In the initial 30% of the book, we understand Kokoro’s life. She was a carefree child but after one terrible bullying incident at school, she just couldn’t go to school anymore. She is a sensitive and gentle soul and after reading how she had to fight to survive each day, your heart can’t help but break for her. You’ll want to give her a hug and tell her everything will be okay. Even after discovering the castle, it takes her the longest time to make friends because one casual off-handed sentence throws her 10 steps away and back into her shell. It could be someone looking at her the wrong way, or feeling like everyone is out to get her, or feeling like someone’s behaviour changes just because she’s around. The worst of them is the feeling that everyone else is moving forward but she’s still stuck in the same zone, and always just one incident away from a complete breakdown.
With very slow steps, she starts talking to two boys, Subaru and Ureshino, and after a while to the two girls, Aki and Fuka, and then eventually with Masamune and Rion.

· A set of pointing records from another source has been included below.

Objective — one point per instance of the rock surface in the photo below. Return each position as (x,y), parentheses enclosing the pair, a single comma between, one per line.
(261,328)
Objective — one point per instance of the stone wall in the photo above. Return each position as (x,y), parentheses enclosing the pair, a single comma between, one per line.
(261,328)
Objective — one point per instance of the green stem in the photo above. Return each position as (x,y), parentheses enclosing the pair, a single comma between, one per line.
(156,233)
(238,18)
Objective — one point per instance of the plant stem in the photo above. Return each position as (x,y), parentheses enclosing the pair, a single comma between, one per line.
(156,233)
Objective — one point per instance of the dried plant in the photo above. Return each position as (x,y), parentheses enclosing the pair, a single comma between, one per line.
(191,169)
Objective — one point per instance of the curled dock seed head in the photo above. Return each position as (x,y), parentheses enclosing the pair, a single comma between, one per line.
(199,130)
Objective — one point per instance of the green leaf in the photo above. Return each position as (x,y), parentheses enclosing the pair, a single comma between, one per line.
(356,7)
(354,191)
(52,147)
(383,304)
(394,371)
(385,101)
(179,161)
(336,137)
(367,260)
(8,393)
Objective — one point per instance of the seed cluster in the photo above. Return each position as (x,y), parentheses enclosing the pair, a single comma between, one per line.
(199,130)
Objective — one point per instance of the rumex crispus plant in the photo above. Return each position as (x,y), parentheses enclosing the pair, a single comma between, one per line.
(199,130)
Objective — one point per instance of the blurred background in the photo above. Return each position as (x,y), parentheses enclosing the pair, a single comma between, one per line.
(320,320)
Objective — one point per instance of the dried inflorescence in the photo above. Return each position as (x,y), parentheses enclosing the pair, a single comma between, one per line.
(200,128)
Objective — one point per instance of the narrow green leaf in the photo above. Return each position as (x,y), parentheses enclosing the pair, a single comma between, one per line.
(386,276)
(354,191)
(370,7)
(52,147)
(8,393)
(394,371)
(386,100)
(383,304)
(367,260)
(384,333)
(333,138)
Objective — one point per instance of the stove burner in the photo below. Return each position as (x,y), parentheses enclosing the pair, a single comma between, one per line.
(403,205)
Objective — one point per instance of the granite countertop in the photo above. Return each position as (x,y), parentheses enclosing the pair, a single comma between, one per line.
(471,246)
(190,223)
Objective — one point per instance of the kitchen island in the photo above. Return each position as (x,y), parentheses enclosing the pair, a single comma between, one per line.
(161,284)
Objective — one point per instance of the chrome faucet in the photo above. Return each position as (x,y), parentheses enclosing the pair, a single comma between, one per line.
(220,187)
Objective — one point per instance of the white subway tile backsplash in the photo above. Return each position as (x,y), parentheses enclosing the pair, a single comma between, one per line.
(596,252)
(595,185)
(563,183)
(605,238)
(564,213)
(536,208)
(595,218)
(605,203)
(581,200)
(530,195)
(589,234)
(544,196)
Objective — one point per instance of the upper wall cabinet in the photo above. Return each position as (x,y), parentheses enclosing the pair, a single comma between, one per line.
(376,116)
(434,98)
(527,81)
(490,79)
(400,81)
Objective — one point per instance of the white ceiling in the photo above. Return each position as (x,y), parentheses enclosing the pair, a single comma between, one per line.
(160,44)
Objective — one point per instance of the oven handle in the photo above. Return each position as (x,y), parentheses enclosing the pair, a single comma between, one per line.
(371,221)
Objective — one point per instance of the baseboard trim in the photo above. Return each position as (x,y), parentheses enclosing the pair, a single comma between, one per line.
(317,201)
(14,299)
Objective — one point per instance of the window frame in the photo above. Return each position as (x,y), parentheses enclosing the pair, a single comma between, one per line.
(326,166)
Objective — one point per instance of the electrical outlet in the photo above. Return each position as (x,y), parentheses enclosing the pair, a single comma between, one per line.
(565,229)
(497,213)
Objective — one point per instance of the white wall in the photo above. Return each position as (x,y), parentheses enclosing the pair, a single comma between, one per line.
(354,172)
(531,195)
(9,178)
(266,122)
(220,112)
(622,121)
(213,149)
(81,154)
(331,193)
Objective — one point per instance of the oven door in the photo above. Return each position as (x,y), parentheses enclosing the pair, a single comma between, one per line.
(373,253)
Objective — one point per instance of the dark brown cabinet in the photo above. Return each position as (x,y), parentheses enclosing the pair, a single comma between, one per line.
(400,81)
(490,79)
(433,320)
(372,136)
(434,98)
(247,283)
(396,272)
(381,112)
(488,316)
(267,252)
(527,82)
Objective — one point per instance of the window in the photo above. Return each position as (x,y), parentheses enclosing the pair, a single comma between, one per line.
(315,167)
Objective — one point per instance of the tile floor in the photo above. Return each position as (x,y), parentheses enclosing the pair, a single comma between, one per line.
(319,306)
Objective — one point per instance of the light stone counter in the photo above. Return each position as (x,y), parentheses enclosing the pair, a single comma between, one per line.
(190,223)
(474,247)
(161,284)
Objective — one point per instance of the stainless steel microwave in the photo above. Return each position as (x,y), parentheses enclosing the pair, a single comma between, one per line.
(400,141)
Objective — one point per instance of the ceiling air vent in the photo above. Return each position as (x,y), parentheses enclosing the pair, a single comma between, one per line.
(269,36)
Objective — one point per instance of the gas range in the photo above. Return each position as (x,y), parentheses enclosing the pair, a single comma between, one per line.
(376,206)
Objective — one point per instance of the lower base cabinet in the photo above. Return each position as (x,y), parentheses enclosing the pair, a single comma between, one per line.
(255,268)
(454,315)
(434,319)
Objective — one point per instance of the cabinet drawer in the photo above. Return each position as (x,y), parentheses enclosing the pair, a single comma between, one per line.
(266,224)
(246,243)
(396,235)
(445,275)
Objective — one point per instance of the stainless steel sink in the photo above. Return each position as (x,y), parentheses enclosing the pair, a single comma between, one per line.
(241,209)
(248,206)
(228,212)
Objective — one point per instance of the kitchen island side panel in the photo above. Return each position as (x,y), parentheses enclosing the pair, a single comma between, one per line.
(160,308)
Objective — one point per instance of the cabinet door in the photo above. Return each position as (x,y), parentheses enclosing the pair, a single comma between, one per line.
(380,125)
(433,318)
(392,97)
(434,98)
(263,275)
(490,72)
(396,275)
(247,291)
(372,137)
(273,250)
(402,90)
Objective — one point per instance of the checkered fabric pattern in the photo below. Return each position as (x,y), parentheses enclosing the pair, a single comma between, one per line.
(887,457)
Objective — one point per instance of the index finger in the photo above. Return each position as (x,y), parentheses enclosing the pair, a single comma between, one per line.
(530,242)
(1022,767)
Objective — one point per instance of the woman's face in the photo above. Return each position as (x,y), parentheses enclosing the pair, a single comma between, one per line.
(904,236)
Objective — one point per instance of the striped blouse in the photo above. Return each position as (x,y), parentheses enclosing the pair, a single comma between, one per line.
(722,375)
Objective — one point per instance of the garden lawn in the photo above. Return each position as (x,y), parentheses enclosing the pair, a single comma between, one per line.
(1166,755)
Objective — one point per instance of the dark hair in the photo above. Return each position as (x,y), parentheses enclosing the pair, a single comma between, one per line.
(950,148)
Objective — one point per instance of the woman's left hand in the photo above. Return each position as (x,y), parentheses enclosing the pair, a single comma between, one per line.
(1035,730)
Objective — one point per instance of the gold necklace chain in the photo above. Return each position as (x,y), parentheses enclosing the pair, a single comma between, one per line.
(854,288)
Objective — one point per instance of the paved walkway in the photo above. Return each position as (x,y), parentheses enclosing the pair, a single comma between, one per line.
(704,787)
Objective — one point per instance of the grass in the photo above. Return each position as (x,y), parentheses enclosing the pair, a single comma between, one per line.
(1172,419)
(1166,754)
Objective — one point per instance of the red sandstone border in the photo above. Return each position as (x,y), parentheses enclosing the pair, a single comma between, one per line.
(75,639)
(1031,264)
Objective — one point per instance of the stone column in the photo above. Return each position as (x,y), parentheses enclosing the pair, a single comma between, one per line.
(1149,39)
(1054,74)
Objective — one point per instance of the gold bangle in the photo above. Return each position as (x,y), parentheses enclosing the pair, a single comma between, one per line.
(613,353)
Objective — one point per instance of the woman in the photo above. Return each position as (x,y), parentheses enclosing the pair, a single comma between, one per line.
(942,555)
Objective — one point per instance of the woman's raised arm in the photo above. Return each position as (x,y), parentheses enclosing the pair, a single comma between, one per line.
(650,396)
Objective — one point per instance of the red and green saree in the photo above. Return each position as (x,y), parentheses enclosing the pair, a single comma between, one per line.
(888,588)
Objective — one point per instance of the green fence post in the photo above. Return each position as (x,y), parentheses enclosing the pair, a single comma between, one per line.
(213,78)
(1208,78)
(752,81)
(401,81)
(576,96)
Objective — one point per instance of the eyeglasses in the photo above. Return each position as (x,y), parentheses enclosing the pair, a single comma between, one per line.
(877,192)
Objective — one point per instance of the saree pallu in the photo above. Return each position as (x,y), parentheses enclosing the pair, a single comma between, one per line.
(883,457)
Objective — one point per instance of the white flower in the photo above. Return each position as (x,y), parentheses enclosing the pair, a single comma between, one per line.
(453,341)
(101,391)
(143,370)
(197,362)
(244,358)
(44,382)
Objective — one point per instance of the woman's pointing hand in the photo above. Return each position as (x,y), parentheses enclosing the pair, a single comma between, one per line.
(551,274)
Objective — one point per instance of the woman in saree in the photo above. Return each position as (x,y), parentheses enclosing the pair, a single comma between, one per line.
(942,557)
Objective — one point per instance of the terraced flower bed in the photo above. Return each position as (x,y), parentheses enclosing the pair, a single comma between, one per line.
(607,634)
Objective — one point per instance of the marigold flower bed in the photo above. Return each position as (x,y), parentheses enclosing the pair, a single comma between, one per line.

She understands how they didn’t have it easy either. If anything, our sensitive Kokoro also becomes an empath and fins real friendship with these kids, something she never had in the real world.
The Wolf Queen had brought them together to the castle and given them one year to stay there. In that time, they were to find a key and whoever does gets their wish fulfilled. It becomes much more interesting in the last 30% of the book. I won’t spoil it because it truly was mind-blowing. The reason I loved this book was because of how wonderfully emotions are written and how they are felt by the readers. The second reason is the entire magical realism aspects and the ending to the book. I have rated Lonely Castle in the Mirror by Mizuki Tsujimura, translated by Philip Gabriel at 5/5 stars!
~~SPOILERS AND ENDING EXPLAINED~~
Throughout the book, I thought this was obviously going to be about parallel lives. There were a few hints now and then. When they all decide to meet in the real world school, they uncover it all. How much would it suck to finally have friends but all of them were in different parallel universes? But, only towards the end, we understand what it was all about. They did not live parallel lives. They lived in the same life, just at different times! Their age when they were in the castle was around the same, but they were all born in vastly different years, each with the gap of 7 years between them.
Subaru lived in 1985.
Aki lived in 1992.
Kokoro and Rion in 2006.
Masamune in 2013.
Fuka in 2020.
Ureshino in 2027.
Each had a gap of 7 years between them, except for 1992 to 2006. This is when Rion understands that the Wolf Queen was actually his little sister who was born in 1999. She created the whole castle universe for her little brother Rion who was only 5 years-old when she passed away. So, when the castle was about to disappear forever, he asked for one wish which was to remember everything that happened there.
It was an emotional rollercoaster of a book with a lot of heavy themes and which will definitely make you cry.